I meet many people who want to travel. People who express a profound desire to travel, yet remain in one place; trapped by a myriad of excuses– I wish I could do that.
Almost every traveler will respond– you can!
For every excuse I have heard– children, money, job, school, visas– I have met travelers who overcame your excuse. I have met entire families traveling through the roughest parts of southeast Asia; I have met students traveling happily on laughably low budgets; and of course we all share absurd stories about immigration and visas.
There are travelers from all walks of life and aptitudes– from the timid to the brave, young to old, smart to stupid– all of them with a different reason to be traveling and yet unequivocally understood by other travelers.

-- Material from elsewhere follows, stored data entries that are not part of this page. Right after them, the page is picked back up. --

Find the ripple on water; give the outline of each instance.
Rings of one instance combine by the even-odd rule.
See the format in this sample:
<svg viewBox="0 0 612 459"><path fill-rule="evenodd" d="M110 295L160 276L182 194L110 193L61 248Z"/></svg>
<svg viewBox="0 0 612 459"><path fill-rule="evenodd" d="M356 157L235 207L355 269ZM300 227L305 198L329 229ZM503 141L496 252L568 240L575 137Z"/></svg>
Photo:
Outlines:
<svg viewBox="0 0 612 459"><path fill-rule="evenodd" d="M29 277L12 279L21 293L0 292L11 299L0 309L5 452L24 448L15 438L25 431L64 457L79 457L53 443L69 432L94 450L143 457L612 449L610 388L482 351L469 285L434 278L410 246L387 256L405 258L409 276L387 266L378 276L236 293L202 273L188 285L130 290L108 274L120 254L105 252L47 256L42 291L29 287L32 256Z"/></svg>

There is nothing exceptional to traveling– so many people from so many backgrounds are doing it. You are an exceptional person, but not because you are traveling. That pretense is something you encounter with people who are *about* to travel; it feels to them like an extraordinary event, so they start blogs and tweet everytime they take a crap abroad. Good for them, fortunately for everyone else, that feeling wears off quickly.

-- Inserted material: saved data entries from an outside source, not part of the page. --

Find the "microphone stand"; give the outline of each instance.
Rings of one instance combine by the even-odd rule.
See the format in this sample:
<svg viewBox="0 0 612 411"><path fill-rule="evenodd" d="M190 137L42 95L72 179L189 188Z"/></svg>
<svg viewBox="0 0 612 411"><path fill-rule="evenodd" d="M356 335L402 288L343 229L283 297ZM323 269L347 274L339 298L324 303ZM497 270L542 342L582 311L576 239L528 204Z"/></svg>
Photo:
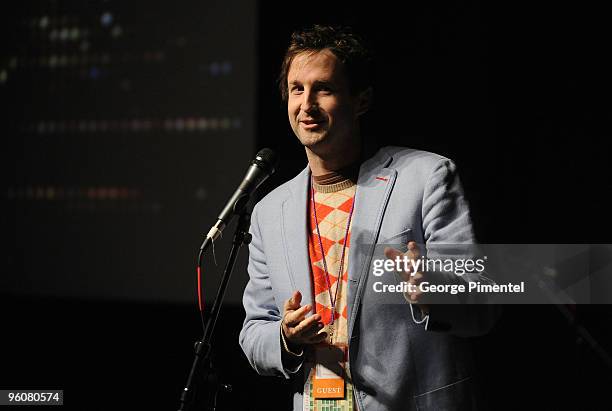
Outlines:
<svg viewBox="0 0 612 411"><path fill-rule="evenodd" d="M187 383L185 384L185 388L181 393L180 407L178 411L188 411L193 409L214 411L217 406L217 394L219 393L219 390L223 390L225 392L232 391L231 385L223 384L219 381L217 372L213 368L211 359L212 337L215 331L215 324L217 323L217 318L221 310L221 305L223 304L225 289L227 288L229 278L234 270L234 265L236 263L236 258L238 257L238 252L240 251L240 247L251 242L251 234L248 232L250 223L250 214L246 211L242 211L238 219L236 231L234 232L232 248L225 265L225 270L223 271L223 277L221 278L219 289L217 290L217 296L215 297L210 315L206 321L204 336L200 341L197 341L194 346L195 358L193 360L193 365L191 366L191 371L189 372L189 377L187 378ZM198 265L201 265L201 262L202 259L200 253ZM202 364L204 365L203 369L201 369ZM197 383L197 385L194 383ZM193 406L195 404L199 404L202 401L202 395L196 395L197 387L201 385L207 386L206 391L208 391L208 401L206 408L194 408Z"/></svg>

Don’t be fooled into thinking traveling the world is extraordinary, that sets an artificial barrier for yourself to experience your own travels– which, ironically, will unlock the extraordinary in yourself.
Traveling is more a lifestyle choice than an extraordinary event– releasing yourself from the delusion that you need to stay in one place. You don’t, you can go anywhere you have the will and the want.
Simplify, simplify, simplify
Once you embark on a travel lifestyle you’ll start to simplify. You’ve heard it from many travelers, you’ve heard it from Thoreau– simplify. This is an amazing and addictive side-effect to traveling. What do you really need? — you’ll find out — and you’ll feel freer and happier with every burden you release.
Zen
Embrace a travel lifestyle and you may get to that enlightened state where you realize you don’t need anything. Your luggage shrinks and shrinks until you’re not carrying a thing. You are experiencing life. Life is simple, and traveling in life will teach you this simplicity.
If extraordinary things happen while traveling, it is due to this: the simplicity achieved and the burdens released have freed your time and lifted your soul– the bliss of being is in your every breath. There are no obligations and no artificial responsibilities and no delusional burdens, just existence at its most pure and rapturous state.